PDF as a Records Management Document Solution
The evolution of PDF into the most widely used format for document workflows is significant, but does not, in and of itself, demonstrate that PDF can be used reliably and legally in regulated areas, including records management (RM). In particular, corporations and government agencies have rather strict guidelines with respect to RM and document retention. These guidelines, embodied in ARMA International’s Generally Accepted Principles of Recordkeeping, require, among other things, that documents be reproducible in case of legal discovery or regulatory inquiry.
PDF format has the necessary attributes to be used reliably as the document format of choice in the most demanding corporate and government RM applications.
For Records Management (RM) and archiving, the records need to be:
It can be shown that PDF directly supports each of these RM objectives.

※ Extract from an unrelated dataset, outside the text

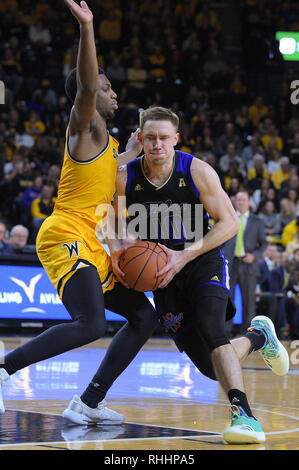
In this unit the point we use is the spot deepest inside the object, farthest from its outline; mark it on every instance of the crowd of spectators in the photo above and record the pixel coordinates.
(236, 116)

With respect to authenticity, how can we prove that a record is what it claims to be? How do we show that it was created by someone at a certain time? One effective method is through the use of metadata. Metadata is essential in long-term preservation because it allows users to insert identifiable information regarding the details of a document such as author, date, subject, keywords, and more. Metadata insertion adds to the portability of a database as information about a document is kept both at the database level and at the document level itself. In a managed document workflow environment, the creation, receipt, and transmission of records can be controlled such that each record creator is authorized and identified. The relevant metadata, such as who created this document and when was it created, can be programmatically inserted into the PDF file. Digital signatures can also be used to ensure that the document is unaltered
Reliability is also a key RM objective. A record must be a faithful rendition of the event or transaction that it represents. To ensure this, the document should be created in a timely manner by someone with the relevant knowledge, or by an automated process that is used on a regular basis to generate such records. Using the PDF specifications, an automated system can be designed and integrated within the document workflow that can generate digital PDFs directly from the source application.

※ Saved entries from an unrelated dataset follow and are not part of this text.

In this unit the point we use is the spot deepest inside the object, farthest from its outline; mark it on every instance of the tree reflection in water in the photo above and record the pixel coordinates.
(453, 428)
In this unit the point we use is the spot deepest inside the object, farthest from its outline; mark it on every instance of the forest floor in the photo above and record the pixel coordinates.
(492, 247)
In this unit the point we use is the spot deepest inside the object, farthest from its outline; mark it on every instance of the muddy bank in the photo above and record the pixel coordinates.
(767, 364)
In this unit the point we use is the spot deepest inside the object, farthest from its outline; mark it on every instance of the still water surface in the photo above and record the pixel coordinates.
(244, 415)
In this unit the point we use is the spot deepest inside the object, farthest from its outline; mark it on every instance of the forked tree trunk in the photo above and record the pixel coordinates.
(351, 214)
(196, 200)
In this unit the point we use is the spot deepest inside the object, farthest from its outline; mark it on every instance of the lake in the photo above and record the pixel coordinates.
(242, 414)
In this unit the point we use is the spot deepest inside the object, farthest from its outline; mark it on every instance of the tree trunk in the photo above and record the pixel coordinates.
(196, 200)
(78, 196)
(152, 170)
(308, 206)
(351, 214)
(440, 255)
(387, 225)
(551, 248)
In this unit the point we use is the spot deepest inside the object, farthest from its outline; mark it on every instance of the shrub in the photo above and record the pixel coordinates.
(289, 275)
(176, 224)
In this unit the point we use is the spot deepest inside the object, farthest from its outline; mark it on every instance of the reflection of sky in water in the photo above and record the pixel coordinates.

Another important RM objective is to maintain the integrity of the record by keeping it complete and unaltered. To accomplish this, a record needs to be protected against unauthorized alteration. This includes the ability to monitor any authorized annotation, addition, or deletions. A PDF file can be secured with password protection and encryption. This limits the documents access, even when sent as a routine email attachment, to only those who are authorized to have document access. This access can be controlled and limited with respect to viewing, editing, and printing of PDF content. There are also digital signatures supported by PDF that do not allow any further modifications to a document once signed.
Usability is also an important RM property that needs to be supported. This means that for a record, it must be easy to locate, retrieve, render, and understand its contents. There are at least two ways in which PDF can be considered very usable. One is consistent full-text search and retrieval. Namely, all PDF documents are either searchable or can be made text searchable in a very straightforward way. If the PDF is “digitally born” then it is searchable from its creation. If it’s a PDF image, i.e., captured paper document, then it can always be made searchable through Optical Character Recognition (OCR) and converted into PDF image plus hidden text format. In this way, electronic and image PDFs are fully supported using the full-text search engines of many well-known software vendors, such as Verity and Hummingbird. The use of metadata, including PDF support for encapsulating XML metadata, ensures that PDF files will be usable with record-quality metadata way into the future.
As just described, PDF format has the necessary attributes to be used reliably as the document format of choice in the most demanding corporate and government RM applications.